Monday, March 03, 2008

Liquid Inspiration

Matthew mentioned this article from the LA Times on writing and drinking, and the linking thereof. I had been meaning to say something about it because, well, honestly, been there and done that.

Intoxication, if not the source of literary creation, creates a cerebral aura congenial to it. It recasts the glare of life in a softer hue. It soothes anxiety and other stultifiers of reflection. It warms the mind and thaws thoughts frozen in timidity. The fruit of the vine does not give us insight but aids our discovery of it; it can allow you to eavesdrop on yourself.

The trick is to find the golden mean between exhilarating and dulling the intellect. Cratinus' belief that only bad verses were written without wine seems too appealing to be untrue. But the best verses no doubt arise when, the wine low in the bottle, Dionysus is still steady enough to dance to the tune of Apollo's lyre.

For years, I believed this was true, and I suspect I still might. When I quit my daily drinking many years ago, I also quit writing for the next six or seven years. Well not completely -- I could still write good academic stuff, but not poetry or fiction.

I thought I needed a few drinks to write well. Not too many, however, that my mind gets dulled, but just enough to free the words.

I'm not alone in this belief -- many writers have held this belief, as the article details. But many have also died a result of this belief:

But there can be a dark side. Booze was the downfall of Hemingway and Fitzgerald, after it “pickled their brains,” in the words of John Irving. Ditto for William Faulkner, Eugene O'Neill and Dylan Thomas, drinkers with writing problems all. "I'm Catholic, and I can't commit suicide," said Jack Kerouac, "but I plan to drink myself to death." Which he did, checking out from liver cirrhosis at the age of 47.

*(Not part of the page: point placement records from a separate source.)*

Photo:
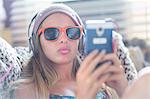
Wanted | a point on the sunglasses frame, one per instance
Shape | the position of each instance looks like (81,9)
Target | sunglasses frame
(61,30)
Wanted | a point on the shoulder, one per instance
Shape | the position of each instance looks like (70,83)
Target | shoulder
(25,91)
(138,90)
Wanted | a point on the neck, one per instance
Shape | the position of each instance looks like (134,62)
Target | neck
(64,71)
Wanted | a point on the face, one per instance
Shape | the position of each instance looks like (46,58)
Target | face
(62,50)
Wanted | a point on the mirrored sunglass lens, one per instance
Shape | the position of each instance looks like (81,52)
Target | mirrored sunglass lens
(73,33)
(51,33)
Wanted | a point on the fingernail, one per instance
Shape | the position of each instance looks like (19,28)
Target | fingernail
(103,51)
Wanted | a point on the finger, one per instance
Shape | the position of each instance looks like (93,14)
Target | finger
(116,77)
(114,70)
(112,57)
(94,63)
(97,85)
(87,60)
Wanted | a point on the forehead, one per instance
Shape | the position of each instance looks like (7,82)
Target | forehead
(58,19)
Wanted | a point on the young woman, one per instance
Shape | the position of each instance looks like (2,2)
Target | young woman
(55,67)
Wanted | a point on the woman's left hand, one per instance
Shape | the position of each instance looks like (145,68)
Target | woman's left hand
(117,79)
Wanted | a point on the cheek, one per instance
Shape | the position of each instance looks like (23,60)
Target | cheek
(74,47)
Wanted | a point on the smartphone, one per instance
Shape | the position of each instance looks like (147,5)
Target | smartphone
(98,36)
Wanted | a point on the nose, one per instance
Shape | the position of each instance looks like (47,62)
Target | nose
(63,37)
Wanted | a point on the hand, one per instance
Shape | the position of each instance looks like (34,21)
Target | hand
(89,79)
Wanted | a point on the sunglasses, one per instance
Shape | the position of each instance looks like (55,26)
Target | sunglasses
(52,33)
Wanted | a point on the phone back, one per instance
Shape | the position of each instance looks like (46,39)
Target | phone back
(98,36)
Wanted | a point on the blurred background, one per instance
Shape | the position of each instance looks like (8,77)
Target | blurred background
(132,17)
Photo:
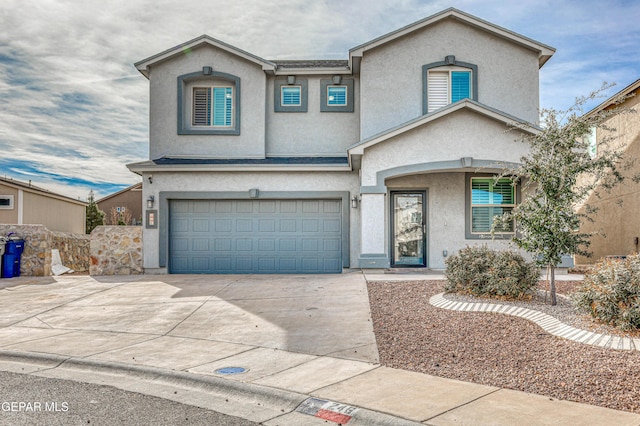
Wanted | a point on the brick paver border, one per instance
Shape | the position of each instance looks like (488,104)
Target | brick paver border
(548,323)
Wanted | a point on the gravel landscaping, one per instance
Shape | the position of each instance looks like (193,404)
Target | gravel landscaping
(500,350)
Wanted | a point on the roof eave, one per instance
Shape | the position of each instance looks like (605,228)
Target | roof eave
(612,100)
(544,51)
(145,65)
(358,148)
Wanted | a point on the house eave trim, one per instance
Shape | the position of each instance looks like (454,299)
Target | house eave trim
(507,119)
(544,51)
(144,65)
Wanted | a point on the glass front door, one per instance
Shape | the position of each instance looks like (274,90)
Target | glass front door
(408,228)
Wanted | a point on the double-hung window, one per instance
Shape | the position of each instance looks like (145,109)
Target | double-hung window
(336,95)
(291,95)
(489,200)
(213,106)
(446,86)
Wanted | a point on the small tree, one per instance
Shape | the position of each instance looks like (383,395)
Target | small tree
(94,216)
(558,176)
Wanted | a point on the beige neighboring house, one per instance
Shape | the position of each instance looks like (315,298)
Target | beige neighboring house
(126,203)
(620,223)
(21,203)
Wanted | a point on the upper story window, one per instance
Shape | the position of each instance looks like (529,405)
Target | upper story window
(213,106)
(290,94)
(6,202)
(447,86)
(208,103)
(336,95)
(447,82)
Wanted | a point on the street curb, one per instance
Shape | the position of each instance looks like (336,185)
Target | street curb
(278,400)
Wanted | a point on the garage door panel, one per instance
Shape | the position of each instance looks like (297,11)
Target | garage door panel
(255,236)
(201,244)
(331,225)
(288,225)
(244,225)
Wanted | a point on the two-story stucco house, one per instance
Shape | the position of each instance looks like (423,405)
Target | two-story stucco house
(381,160)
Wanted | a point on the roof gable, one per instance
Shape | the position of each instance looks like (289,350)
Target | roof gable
(358,149)
(144,65)
(544,52)
(613,100)
(137,186)
(28,187)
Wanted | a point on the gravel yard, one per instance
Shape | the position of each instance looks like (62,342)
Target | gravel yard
(499,350)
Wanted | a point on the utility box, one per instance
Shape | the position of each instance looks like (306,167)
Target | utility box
(11,260)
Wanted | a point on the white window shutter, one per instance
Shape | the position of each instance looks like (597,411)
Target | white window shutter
(202,107)
(438,90)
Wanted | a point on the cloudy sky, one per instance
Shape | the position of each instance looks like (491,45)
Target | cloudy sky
(74,110)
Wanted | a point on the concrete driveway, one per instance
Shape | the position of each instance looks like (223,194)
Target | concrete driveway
(280,350)
(138,319)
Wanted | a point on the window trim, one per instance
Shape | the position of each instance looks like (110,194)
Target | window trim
(277,96)
(449,63)
(468,206)
(212,96)
(209,78)
(11,205)
(324,88)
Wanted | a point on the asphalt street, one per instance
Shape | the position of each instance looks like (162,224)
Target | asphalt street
(29,400)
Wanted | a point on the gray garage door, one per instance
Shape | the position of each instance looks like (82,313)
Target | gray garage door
(255,236)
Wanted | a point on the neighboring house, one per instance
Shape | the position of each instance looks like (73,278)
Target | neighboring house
(22,203)
(382,160)
(124,205)
(617,220)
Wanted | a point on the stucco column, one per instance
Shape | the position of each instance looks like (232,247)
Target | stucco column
(373,252)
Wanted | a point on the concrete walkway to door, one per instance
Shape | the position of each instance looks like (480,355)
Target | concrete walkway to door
(281,350)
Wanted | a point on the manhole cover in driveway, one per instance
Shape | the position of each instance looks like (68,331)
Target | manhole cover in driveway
(227,371)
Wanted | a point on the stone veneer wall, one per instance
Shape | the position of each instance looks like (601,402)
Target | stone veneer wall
(74,250)
(116,250)
(39,241)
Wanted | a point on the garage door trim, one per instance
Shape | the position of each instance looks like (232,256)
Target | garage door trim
(166,196)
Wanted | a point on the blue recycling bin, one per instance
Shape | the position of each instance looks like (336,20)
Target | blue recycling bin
(11,260)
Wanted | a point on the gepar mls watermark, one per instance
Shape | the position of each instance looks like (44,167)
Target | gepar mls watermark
(33,406)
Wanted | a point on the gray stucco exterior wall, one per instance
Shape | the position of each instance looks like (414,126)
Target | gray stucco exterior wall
(391,75)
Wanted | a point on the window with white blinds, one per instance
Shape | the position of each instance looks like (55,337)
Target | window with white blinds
(213,106)
(337,95)
(447,86)
(491,199)
(291,96)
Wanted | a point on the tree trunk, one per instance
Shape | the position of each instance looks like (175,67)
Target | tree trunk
(552,284)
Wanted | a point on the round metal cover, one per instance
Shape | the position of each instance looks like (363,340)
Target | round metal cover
(230,370)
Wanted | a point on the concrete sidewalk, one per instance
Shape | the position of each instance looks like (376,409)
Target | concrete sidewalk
(281,350)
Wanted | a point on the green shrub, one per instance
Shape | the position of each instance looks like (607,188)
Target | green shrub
(482,271)
(610,292)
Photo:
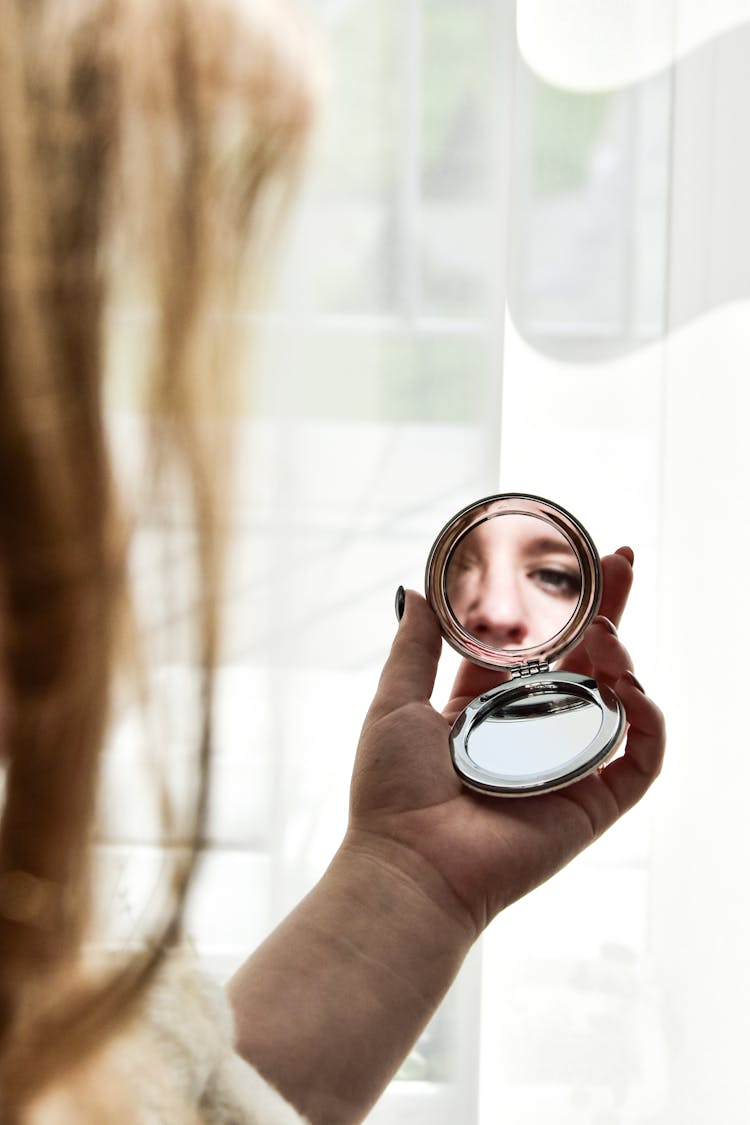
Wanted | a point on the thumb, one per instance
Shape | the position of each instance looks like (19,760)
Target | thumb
(408,675)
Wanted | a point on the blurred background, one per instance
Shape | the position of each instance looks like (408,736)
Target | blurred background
(521,260)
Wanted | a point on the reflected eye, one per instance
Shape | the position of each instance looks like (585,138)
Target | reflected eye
(466,560)
(559,582)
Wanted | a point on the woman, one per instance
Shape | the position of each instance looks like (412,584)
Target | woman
(513,582)
(150,146)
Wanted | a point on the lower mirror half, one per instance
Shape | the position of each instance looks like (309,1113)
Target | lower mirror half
(529,737)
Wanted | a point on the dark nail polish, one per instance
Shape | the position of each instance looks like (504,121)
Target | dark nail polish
(601,620)
(634,682)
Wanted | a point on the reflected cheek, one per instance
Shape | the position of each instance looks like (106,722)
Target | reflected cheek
(461,594)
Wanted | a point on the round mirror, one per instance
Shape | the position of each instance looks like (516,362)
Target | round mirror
(514,581)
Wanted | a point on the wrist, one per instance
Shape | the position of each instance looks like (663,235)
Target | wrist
(401,888)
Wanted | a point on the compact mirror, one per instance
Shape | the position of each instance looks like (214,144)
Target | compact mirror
(514,581)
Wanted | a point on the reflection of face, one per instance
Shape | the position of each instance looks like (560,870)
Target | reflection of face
(513,582)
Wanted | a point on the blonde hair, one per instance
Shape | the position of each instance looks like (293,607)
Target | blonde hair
(147,140)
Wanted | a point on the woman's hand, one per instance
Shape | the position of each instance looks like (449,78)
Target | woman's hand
(475,854)
(335,997)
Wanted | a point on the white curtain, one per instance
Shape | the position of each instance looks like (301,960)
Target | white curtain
(521,261)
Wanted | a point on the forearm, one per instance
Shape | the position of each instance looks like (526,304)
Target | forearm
(331,1004)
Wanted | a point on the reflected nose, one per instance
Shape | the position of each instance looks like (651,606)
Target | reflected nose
(497,615)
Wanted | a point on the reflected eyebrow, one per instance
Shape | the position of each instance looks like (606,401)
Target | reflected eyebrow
(549,546)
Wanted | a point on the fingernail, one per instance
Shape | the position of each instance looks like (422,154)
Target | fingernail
(601,620)
(631,678)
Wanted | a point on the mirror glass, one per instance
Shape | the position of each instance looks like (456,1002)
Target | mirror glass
(531,737)
(513,581)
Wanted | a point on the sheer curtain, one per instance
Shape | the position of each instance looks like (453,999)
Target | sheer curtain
(521,261)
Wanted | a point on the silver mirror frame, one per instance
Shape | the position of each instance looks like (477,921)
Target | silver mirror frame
(461,524)
(590,757)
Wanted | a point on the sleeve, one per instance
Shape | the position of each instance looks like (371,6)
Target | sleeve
(188,1035)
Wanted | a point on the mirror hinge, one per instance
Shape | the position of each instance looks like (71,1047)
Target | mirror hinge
(529,669)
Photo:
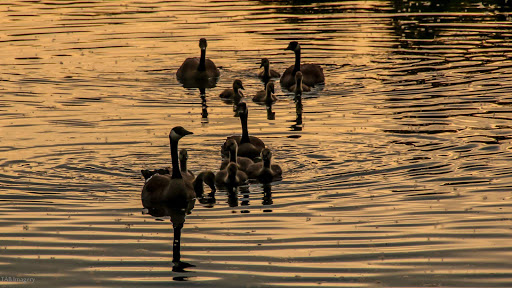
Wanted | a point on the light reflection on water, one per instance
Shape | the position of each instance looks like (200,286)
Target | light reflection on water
(399,175)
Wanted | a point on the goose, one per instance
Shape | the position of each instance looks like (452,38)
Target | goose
(146,173)
(299,88)
(265,171)
(242,162)
(207,177)
(233,93)
(267,73)
(266,97)
(313,73)
(165,195)
(198,68)
(248,146)
(230,177)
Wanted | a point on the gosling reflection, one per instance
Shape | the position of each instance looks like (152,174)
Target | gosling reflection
(204,106)
(267,195)
(298,89)
(298,114)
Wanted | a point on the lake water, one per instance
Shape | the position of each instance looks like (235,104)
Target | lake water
(399,175)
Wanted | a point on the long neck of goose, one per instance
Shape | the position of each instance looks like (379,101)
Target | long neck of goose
(232,177)
(268,96)
(266,163)
(232,155)
(266,71)
(183,165)
(198,185)
(176,174)
(245,131)
(237,91)
(298,87)
(202,61)
(297,62)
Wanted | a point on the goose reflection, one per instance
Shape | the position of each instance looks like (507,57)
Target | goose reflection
(267,196)
(204,106)
(298,114)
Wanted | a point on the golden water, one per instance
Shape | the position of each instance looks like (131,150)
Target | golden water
(399,176)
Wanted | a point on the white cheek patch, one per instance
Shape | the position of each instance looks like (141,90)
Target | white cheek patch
(175,136)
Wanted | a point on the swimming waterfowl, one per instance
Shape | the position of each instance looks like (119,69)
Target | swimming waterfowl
(198,68)
(242,162)
(185,173)
(248,146)
(171,195)
(206,177)
(267,73)
(230,177)
(299,88)
(146,173)
(233,93)
(312,73)
(266,97)
(265,171)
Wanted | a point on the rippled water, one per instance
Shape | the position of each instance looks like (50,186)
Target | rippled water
(400,174)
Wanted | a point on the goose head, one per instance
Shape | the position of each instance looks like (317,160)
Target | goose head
(242,108)
(264,63)
(232,169)
(270,87)
(266,154)
(203,44)
(231,145)
(294,46)
(183,156)
(298,77)
(178,132)
(209,179)
(237,84)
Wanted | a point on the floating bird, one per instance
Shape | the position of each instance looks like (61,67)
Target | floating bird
(313,73)
(265,171)
(198,71)
(173,196)
(248,146)
(242,162)
(266,97)
(267,73)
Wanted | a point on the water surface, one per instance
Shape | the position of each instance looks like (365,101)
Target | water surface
(399,175)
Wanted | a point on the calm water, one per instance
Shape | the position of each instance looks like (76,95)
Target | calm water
(400,175)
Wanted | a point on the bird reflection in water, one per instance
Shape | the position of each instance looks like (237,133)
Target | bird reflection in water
(204,106)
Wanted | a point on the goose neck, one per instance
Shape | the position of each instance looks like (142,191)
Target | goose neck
(176,174)
(297,62)
(202,61)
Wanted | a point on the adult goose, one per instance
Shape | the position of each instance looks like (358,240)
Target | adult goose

Great company to be in, aside from the dying part. There's no better way to avoid making good art than to be so dead that you can no longer write.

I've written more good poetry while drinking (not drunk) than while sober, so I think there might be some truth to the idea that alcohol can free the mind, or at least loosen the inhibitions. Still, there is always the possibility that what I think is good writing is really crap that my addled mind can't see as crap.

I don't know. But I do know that no poem or publication is worth drinking myself to death -- there's too much other good stuff to live for. Maybe that's why I was never "really" a writer.